For that reason, the YWCA was within its rights in evicting a man and his daughters from their housing unit when one of the man’s guests threatened to burn the building down. The court decision notes the incident “appears to have followed on the heels of a series of complaints” about the tenant.
The decision, which overturns a former ruling from a rental officer, deals with a man housed in a unit that the YWCA leases under its Supportive Housing Program – a program aimed at families experiencing, or in danger of, experiencing homelessness.
The man and his family joined the program in 2018. They were accommodated in an apartment building the YWCA owned.
The family was relocated to a Northview Properties-owned building when a fire burned down the YWCA apartment building in October 2018.

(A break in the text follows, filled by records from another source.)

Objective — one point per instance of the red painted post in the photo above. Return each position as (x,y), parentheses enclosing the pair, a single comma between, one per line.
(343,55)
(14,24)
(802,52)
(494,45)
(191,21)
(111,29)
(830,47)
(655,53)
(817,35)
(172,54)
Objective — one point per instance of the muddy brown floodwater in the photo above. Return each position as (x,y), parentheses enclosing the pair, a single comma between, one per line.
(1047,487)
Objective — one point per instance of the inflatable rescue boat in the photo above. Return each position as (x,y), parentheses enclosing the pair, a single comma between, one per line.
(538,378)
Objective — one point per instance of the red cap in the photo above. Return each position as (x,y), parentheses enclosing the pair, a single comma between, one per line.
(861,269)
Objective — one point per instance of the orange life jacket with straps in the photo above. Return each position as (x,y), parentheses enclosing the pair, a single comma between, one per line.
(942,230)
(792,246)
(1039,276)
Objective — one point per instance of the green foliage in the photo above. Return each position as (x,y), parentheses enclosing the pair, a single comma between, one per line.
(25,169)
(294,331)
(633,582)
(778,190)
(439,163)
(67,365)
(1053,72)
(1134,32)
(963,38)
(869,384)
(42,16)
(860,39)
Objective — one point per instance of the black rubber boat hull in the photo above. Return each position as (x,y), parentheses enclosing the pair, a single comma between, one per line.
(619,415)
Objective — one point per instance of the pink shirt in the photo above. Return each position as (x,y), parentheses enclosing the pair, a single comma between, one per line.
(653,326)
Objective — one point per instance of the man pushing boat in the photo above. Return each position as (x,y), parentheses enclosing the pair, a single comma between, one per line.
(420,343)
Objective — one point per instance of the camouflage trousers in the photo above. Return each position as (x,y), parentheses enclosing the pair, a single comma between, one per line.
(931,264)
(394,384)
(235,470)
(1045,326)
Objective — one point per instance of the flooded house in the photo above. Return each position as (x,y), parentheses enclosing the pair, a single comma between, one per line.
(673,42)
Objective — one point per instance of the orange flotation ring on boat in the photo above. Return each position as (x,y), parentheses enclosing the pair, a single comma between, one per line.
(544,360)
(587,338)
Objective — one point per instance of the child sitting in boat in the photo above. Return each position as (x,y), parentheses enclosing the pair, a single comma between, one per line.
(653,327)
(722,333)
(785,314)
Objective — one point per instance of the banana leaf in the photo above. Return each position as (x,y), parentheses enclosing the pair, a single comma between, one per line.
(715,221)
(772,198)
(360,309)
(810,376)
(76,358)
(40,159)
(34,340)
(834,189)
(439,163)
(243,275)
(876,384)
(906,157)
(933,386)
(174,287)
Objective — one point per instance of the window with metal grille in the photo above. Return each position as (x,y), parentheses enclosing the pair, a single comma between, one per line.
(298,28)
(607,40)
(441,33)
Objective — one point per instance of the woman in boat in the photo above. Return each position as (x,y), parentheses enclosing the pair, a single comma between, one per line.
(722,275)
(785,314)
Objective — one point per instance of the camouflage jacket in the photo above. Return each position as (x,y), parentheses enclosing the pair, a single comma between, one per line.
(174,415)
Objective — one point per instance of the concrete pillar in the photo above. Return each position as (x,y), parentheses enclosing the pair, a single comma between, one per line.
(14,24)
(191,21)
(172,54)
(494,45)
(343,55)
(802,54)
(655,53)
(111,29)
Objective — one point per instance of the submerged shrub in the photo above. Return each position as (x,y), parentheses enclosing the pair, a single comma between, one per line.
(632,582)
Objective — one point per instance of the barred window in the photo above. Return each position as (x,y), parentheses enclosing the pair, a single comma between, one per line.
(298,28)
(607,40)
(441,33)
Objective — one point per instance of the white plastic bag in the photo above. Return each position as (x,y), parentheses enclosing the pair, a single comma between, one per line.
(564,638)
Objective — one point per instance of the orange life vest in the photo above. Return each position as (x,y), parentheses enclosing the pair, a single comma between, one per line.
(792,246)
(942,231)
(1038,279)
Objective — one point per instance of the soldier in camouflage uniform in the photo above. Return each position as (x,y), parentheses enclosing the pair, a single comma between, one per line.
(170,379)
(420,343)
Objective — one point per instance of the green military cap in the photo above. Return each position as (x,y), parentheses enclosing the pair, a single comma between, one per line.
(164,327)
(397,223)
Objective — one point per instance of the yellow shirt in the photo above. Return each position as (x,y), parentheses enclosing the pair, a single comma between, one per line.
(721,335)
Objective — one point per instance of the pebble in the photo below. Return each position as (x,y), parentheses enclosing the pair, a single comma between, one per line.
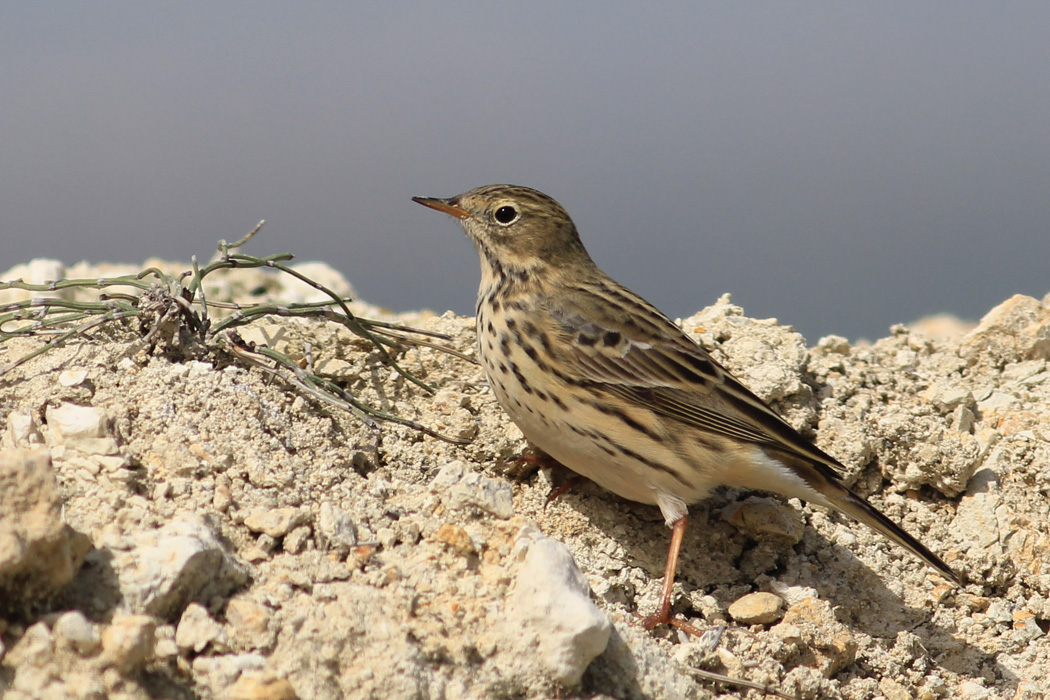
(814,621)
(335,529)
(252,687)
(248,623)
(756,609)
(128,641)
(75,631)
(163,570)
(764,518)
(296,541)
(68,421)
(456,537)
(39,553)
(196,630)
(72,377)
(551,599)
(276,523)
(459,487)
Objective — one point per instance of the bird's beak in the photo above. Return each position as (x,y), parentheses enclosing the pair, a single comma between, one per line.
(444,205)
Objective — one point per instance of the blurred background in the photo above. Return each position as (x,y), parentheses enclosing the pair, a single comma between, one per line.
(839,166)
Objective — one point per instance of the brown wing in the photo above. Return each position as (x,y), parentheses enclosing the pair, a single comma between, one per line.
(648,359)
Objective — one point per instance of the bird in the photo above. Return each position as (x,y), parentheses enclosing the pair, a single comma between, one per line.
(609,386)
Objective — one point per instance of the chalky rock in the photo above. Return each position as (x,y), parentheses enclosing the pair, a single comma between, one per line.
(551,602)
(459,487)
(162,571)
(39,553)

When the tenant was told on Sept. 10, 2019 that he had 48 hours to vacate, he refused, despite the YWCA assuring they would provide him with housing elsewhere. The landlord had the locks changed, but allowed the YWCA access to the unit for an additional period to assist the tenant in retrieving his belongings. Still, the man gained access by force and the RCMP had to remove him from the residence.
He then filed a complaint with the rental office claiming improper eviction.
The central issue of the complaint is whether the Residential Tenancies Act (RTA) applies to transitional housing programs.
The rental officer ruled that it does and that, like most landlord/tenant relationships, an eviction notice would have to be obtained from the rental office for the eviction to be permissible.
Shaner found the rental officer’s decision to be “problematic for several reasons.”
The judge states that the rental officer came to her decision in considering exemptions from the RTA including living accommodation to “temporarily” shelter those in need and living accommodation occupied for rehabilitative or therapeutic purposes. While the rental officer found the program to be rehabilitative, she concluded that the RTA legislators were referring to “institutional environments,” where living accommodation is secondary to the organization’s main rehabilitative purpose. She said that while the transitional housing provided in this case is primarily for living accommodation and not rehabilitation.
She also determined that “temporarily” implied shelter for a matter of days.
Upon the YWCA’s appeal, Shaner ruled there is nothing to support the officer’s conclusion that the RTA’s exemption is limited to institutional environments.
“Had the legislature intended to limit (the RTA) in this way, it would have expressly included this qualification,” the judge wrote.
Shaner also disagreed with the officer’s definition of temporary.
“Clearly, it refers to arrangements that are not permanent and which are not intended to become permanent,” Shaner stated.
“Again,” she said, “if the drafters intended to limit ‘temporarily’ in (the act) to a matter of days, they would have said that.”
The rental officer’s interpretation, Shaner said, “would lead to absurd, impractical and unintended consequences.”
She points to emergency accommodations and shelters as examples of cases where, according to the rental officer’s findings, occupants would hold the same rights and obligations of a tenant “including, quite possibly, the obligation to pay rent. That is clearly not the purpose of such programs, nor the intention of the users.”
Shaner set aside the rental officer’s order and ruled that the YWCA’s Supportive Housing Program falls squarely within the exemptions specified in the RTA.